His stride is large enough that he normally does not have trouble getting down the lines, although he has to move out just a tad bit more then a taller, bigger-strided horse would have. (my guy is just shy of 16 hands..)

And yes please test for HYPP. Many QH's have the results right on their papers. My guys has his negative results both on his AQHA papers as well as his palomino papers.

Sparky Boy
Mar. 13, 2012, 10:15 AM
I probably have one of those unpapered WBs that has a lot of QH in her. Regardless, I love her. She has done well in lower level hunters.

Do you guys find that most QHs are built fairly straight behind and eventually end up with jock and stifle issues? I've looked at a few lately and that's been my concern.

paintedrain91
Mar. 13, 2012, 10:28 AM
In the sales ad it says he's HYPP/NN. The owner has been very open about the horse. But since I don't know her, I'm not sure if I should trust that he doesn't have it. He is registered, so if the owner has his papers I'll ask to see them.

TesignedInGold
Mar. 13, 2012, 11:43 AM
I probably have one of those unpapered WBs that has a lot of QH in her. Regardless, I love her.

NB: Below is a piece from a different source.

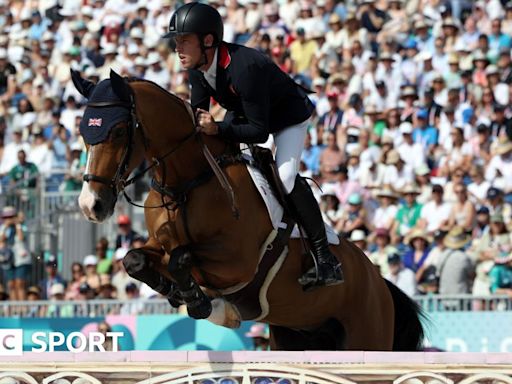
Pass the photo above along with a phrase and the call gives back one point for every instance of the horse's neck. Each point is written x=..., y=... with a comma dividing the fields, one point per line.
x=167, y=125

She has done well in lower level hunters.

Do you guys find that most QHs are built fairly straight behind and eventually end up with jock and stifle issues? I've looked at a few lately and that's been my concern.

Stifle and Hock issues can be an issue, but again, conformation varies by individual horse. If i like it, and its not a deformity, I can cope with it. There isn't any individual horse, of any breed, that is conformationally perfect. Whether they are too straight behind, or slightly over at the knee, toe in a bit, have long pasterns, flat feet - there's always something not perfect. You just have to decide what you can deal with and what you can't.

My QH is 15 this year, and has never had any joint injections or things of that nature. Yes, he is built straight behind, but regular work, and an oral joint supplement have worked for him. Occasionally, when its cold, he is stiff behind and requires a bit longer of a warm up. When the time comes that he needs injections, I will invest in them. But for the time being, He is doing just fine on a preventative (or maintenance) oral supp.

Kristy-nnn
Mar. 13, 2012, 12:42 PM
My little QH had a GREAT jump. I never really showed him much because he was my first horse and I hadn't gotten into showing yet, but he basculed over even the little 2' jumps like nobody's business. I'm not sure what his breeding was, but this boy had no problems getting his knees up and square. I schooled him up to 3'6 but he probably would have maxed out in the 3' ring if I had shown him. Definitely not a hack winner, but I think he would have pinned pretty well o/f because I have rarely seen a horse crack his back and be so careful over little jumps like this guy.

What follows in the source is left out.